There's also a known accepted issue: https://github.com/boto/boto/issues/2207
Reaching performance limits of AWS S3
The truth is, that we got so used to boto and AWS S3 service, we have forgotten, these are really distributed systems, which might break in some cases.
I was archiving (download, tar, upload) huge number of files (about 3 years with around 15 feeds each having about 1440 versions a day) and using Celery to do this faster. And I have to say, that I was sometime getting these errors more often, probably reaching performance limits of AWS S3. These errors were often appearing in chunks (in my case I was uploading about 60 Mbps for couple of hours).
Training S3 performance
When I was measuring performance, it was "trained". After some hour, the responsiveness of S3 bucket jumped up, AWS have probably detected higher load and spin up some more instances serving it.

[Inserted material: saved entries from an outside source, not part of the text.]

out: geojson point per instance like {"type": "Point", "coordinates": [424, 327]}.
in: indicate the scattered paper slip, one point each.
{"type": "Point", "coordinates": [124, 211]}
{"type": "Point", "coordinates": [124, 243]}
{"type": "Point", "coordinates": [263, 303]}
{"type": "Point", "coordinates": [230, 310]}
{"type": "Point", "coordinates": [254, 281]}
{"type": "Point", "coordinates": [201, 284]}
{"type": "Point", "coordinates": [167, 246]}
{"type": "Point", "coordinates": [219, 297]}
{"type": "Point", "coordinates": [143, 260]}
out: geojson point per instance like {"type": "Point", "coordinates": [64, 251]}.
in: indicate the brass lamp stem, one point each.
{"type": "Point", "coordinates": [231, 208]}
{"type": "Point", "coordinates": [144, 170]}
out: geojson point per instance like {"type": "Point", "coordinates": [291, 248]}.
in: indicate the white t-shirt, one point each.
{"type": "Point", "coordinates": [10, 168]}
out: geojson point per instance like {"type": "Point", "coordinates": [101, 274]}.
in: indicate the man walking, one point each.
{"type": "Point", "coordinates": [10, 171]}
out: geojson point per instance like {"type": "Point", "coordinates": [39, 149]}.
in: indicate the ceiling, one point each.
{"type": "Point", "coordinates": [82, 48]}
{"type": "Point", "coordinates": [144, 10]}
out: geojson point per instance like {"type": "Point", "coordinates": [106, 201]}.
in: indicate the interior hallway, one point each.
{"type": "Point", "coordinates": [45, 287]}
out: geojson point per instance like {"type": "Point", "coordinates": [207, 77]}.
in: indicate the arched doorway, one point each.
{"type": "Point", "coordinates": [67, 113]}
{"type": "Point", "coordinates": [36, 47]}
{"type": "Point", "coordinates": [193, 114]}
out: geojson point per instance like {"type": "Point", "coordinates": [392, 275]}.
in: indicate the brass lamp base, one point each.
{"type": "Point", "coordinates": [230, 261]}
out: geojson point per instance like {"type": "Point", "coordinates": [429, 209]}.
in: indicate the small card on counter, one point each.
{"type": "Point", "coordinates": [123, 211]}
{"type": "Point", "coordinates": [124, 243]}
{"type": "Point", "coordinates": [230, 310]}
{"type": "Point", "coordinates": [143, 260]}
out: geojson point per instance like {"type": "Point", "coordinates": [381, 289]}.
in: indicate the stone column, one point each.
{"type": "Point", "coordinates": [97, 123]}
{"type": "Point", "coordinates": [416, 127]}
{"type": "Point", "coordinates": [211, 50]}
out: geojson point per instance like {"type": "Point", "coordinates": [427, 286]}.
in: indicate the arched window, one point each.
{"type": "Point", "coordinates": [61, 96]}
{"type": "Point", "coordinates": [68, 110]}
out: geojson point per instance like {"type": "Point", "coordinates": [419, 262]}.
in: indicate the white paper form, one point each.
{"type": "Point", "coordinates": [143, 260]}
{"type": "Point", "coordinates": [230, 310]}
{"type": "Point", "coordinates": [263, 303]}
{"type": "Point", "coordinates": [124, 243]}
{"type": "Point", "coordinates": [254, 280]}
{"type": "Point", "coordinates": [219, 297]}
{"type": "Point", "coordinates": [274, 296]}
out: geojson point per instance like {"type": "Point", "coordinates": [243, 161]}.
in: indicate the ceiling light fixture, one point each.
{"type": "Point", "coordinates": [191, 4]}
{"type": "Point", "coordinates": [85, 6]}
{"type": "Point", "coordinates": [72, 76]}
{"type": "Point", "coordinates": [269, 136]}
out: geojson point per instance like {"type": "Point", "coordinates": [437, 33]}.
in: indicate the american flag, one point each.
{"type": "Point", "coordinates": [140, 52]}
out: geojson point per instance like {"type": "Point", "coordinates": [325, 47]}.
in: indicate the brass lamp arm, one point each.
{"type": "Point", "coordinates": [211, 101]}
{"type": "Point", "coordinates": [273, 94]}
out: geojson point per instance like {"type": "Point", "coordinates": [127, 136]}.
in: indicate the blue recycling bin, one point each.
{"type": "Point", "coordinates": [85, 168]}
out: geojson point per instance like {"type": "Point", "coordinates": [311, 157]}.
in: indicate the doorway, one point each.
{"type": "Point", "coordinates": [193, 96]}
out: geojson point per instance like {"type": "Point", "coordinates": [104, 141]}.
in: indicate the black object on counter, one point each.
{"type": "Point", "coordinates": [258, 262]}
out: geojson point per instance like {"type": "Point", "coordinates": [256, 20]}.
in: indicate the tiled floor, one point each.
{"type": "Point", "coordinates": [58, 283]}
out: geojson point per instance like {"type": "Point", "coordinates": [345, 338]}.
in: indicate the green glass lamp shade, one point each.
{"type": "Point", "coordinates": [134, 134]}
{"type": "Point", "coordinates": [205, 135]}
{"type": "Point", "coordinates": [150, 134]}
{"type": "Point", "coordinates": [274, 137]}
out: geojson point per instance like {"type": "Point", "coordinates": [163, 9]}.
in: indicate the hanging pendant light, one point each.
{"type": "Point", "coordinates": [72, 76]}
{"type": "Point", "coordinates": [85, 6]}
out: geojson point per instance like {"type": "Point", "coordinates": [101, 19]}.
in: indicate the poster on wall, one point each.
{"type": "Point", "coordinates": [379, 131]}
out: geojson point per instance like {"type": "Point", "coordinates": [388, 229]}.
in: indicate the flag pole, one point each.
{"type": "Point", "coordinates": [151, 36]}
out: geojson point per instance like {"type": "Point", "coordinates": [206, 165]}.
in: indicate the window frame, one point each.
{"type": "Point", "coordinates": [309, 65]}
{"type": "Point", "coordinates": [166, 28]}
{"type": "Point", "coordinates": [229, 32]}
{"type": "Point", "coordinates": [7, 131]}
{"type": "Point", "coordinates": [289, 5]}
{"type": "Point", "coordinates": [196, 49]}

Try latest stable version of boto
Other thing is, that boto
is trying to retry in many cases, so many failures are hidden to our calls. Sometime I got a bit better with upgrading to the latest stable version.
My conclusion are:
- try upgrading to the latest stable
boto
- when error rate grows up, lower the pressure
- accept the fact, that AWS S3 is distributed service having rare performance problems
In your code, I would definitely recommend adding some sleep, (at least 5, but 30 s would seem fine to me), otherwise you are just pushing harder and harder to a system, which might be in shaky situation at the moment.